Mais samedi, les islamistes somaliens ont sommé le Kenya de quitter "les terres musulmanes" sous peine d'une "longue et épouvantable guerre" et d'un "nouveau bain de sang".
Ils ont dénoncé "l'oppression", "les politiques répressives" et "la persécution systématique des musulmans" au Kenya - pays qui se revendique chrétien à 80% - et "l'occupation des terres musulmanes" par Nairobi: la Somalie, où l'armée kényane combat les islamistes depuis 2011, mais aussi les régions kényanes majoritairement musulmanes de la façade Est - frontalières de la Somalie - et de la côte.
"Rien ne nous arrêtera dans notre vengeance des morts de nos frères musulmans jusqu'à ce que votre gouvernement cesse son oppression et jusqu'à ce que toutes les terres musulmanes soient libérées de l'occupation kényane", ont-ils lancé, dans ce communiqué à la population kényane encore sous le choc.

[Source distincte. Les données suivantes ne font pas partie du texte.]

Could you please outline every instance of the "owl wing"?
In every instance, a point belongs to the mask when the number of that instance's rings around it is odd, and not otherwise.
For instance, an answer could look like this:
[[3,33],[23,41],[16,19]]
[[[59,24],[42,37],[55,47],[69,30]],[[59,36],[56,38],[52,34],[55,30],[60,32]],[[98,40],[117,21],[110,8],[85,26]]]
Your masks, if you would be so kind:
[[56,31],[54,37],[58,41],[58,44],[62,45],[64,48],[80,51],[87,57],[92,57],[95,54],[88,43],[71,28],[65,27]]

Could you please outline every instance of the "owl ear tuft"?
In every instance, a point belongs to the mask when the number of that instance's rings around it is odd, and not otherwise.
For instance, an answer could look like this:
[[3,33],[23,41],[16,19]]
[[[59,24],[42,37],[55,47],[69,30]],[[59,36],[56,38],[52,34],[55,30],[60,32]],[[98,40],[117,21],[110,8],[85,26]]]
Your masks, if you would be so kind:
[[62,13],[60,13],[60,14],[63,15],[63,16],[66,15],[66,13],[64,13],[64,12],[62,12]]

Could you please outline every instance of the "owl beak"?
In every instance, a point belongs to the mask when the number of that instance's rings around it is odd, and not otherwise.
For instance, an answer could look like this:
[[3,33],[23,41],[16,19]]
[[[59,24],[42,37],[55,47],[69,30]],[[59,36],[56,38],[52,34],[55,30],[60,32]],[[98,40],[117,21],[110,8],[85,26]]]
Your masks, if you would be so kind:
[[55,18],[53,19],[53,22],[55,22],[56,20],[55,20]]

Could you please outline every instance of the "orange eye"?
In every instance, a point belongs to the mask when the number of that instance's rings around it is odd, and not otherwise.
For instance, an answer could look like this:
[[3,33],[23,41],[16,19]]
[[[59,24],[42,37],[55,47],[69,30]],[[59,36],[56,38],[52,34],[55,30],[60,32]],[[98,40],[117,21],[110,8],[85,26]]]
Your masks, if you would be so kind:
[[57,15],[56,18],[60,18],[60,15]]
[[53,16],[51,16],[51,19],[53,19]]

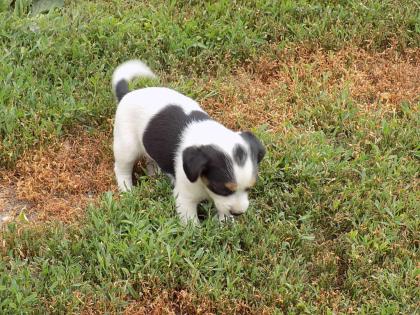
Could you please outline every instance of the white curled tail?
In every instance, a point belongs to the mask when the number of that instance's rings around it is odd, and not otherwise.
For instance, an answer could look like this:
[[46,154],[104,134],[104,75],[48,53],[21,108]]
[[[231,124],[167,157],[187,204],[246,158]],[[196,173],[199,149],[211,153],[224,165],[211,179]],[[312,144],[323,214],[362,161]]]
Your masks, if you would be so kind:
[[114,70],[112,74],[112,91],[118,102],[130,92],[128,83],[138,77],[156,78],[156,75],[140,60],[126,61]]

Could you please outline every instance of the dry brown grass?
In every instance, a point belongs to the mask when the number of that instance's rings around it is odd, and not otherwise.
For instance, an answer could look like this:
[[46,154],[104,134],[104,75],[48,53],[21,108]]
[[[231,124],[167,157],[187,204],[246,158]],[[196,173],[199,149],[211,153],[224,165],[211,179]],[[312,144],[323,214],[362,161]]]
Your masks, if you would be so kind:
[[102,132],[78,132],[28,151],[3,174],[0,190],[12,191],[8,203],[26,205],[39,219],[74,220],[98,194],[115,189],[109,140]]
[[334,96],[347,88],[363,111],[398,110],[403,101],[420,101],[420,49],[404,54],[390,48],[382,53],[347,48],[338,52],[285,50],[277,58],[261,57],[239,68],[222,83],[209,81],[216,96],[203,106],[231,128],[267,124],[280,132],[321,91]]

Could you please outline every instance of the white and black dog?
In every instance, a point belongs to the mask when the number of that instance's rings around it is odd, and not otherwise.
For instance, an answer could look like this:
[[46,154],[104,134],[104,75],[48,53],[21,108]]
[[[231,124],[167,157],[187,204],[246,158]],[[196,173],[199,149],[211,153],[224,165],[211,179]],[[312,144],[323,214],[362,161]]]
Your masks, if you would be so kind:
[[235,132],[212,120],[197,102],[169,88],[129,91],[135,77],[155,77],[141,61],[114,71],[119,102],[114,126],[115,175],[122,191],[132,188],[133,167],[141,157],[157,164],[174,184],[183,222],[198,223],[197,205],[213,199],[220,220],[243,214],[265,155],[251,132]]

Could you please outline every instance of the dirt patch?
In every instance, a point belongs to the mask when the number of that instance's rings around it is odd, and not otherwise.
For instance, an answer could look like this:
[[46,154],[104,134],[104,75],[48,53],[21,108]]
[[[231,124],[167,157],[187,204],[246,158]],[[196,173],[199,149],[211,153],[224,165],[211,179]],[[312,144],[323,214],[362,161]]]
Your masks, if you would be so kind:
[[24,208],[42,220],[77,218],[99,194],[115,190],[110,143],[108,134],[78,132],[26,152],[3,176],[2,213]]
[[217,91],[203,106],[229,127],[264,124],[279,132],[281,122],[312,106],[320,94],[335,99],[344,89],[363,111],[395,112],[403,102],[413,106],[420,101],[420,49],[403,54],[395,48],[382,53],[287,49],[239,68],[223,82],[203,85],[209,93]]

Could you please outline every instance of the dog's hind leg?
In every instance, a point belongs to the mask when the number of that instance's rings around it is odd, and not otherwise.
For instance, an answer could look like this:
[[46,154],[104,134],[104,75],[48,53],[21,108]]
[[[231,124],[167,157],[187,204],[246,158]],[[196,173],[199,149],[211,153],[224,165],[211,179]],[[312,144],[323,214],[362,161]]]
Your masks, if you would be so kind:
[[127,140],[114,139],[114,171],[120,191],[128,191],[133,187],[133,168],[141,155],[138,146]]

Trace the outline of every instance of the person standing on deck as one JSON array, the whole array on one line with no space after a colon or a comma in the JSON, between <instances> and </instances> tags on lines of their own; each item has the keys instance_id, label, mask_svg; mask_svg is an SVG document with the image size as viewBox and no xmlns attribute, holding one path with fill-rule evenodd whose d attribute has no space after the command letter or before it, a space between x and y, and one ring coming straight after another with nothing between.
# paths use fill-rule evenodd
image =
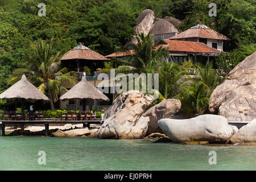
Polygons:
<instances>
[{"instance_id":1,"label":"person standing on deck","mask_svg":"<svg viewBox=\"0 0 256 182\"><path fill-rule=\"evenodd\" d=\"M33 113L33 108L34 105L31 104L30 106L30 114L32 115L32 114Z\"/></svg>"}]
</instances>

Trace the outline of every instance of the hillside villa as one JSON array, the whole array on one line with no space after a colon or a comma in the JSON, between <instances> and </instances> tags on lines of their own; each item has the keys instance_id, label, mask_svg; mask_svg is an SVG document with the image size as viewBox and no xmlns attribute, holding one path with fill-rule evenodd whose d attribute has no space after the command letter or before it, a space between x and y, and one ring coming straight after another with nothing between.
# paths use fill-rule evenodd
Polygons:
<instances>
[{"instance_id":1,"label":"hillside villa","mask_svg":"<svg viewBox=\"0 0 256 182\"><path fill-rule=\"evenodd\" d=\"M203 60L205 63L206 61L209 63L214 56L218 56L223 51L224 41L230 40L203 24L197 24L179 34L169 32L163 34L164 35L158 35L157 37L163 41L164 44L162 46L170 52L170 57L167 61L179 63L190 60L195 62L198 59ZM129 56L134 53L134 51L131 49L126 52L114 52L104 56L80 45L68 51L61 59L61 61L65 67L78 73L79 80L81 80L82 76L85 76L93 85L98 87L102 81L97 79L99 72L96 71L97 68L103 68L104 62L109 61L112 58L128 60ZM86 75L83 71L85 66L90 69L90 75ZM65 86L69 89L73 85ZM109 90L112 89L113 88L110 86ZM105 94L110 101L98 102L88 101L86 102L86 109L102 110L108 108L114 100L114 94ZM80 110L82 108L82 101L79 99L60 101L60 105L61 109L68 110Z\"/></svg>"}]
</instances>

"Vous avez choisi votre gouvernement de votre propre gré, subissez donc les pleines conséquences de sa sottise", menacent-ils.
Jeudi à l'aube, un commando est entré dans l'université de Garissa en ouvrant le feu au hasard, avant de pénétrer dans la résidence universitaire, séparant musulmans et non-musulmans, laissant partir les premiers et gardant les seconds, des étudiants chrétiens en majorité.
Ce nouveau massacre au Kenya se situe dans la lignée de l'attaque du Westgate ou d'une série de raids sur la côte kényane et dans la ville de Mandera frontalière de la Somalie, au cours desquels environ 160 personnes au total avaient été exécutées de sang froid en 2014.
"Vous êtes vulnérables et vous le serez toujours. Votre gouvernement ne peut pas vous protéger (...) ne veut pas vous protéger", ont lancé les shebab, alors que la presse kényane a sévèrement critiqué l'impéritie des autorités, à l'heure où des renseignements laissaient penser à l'imminence d'un opération.
Affaiblis en Somalie, les islamistes ont choisi le Kenya, pays frontalier, miné par la corruption, où une minorité musulmane jeune et délaissée constitue un terreau à l'islamisme radical, pour montrer qu'ils peuvent continuer de frapper à leur guise, selon les observateurs.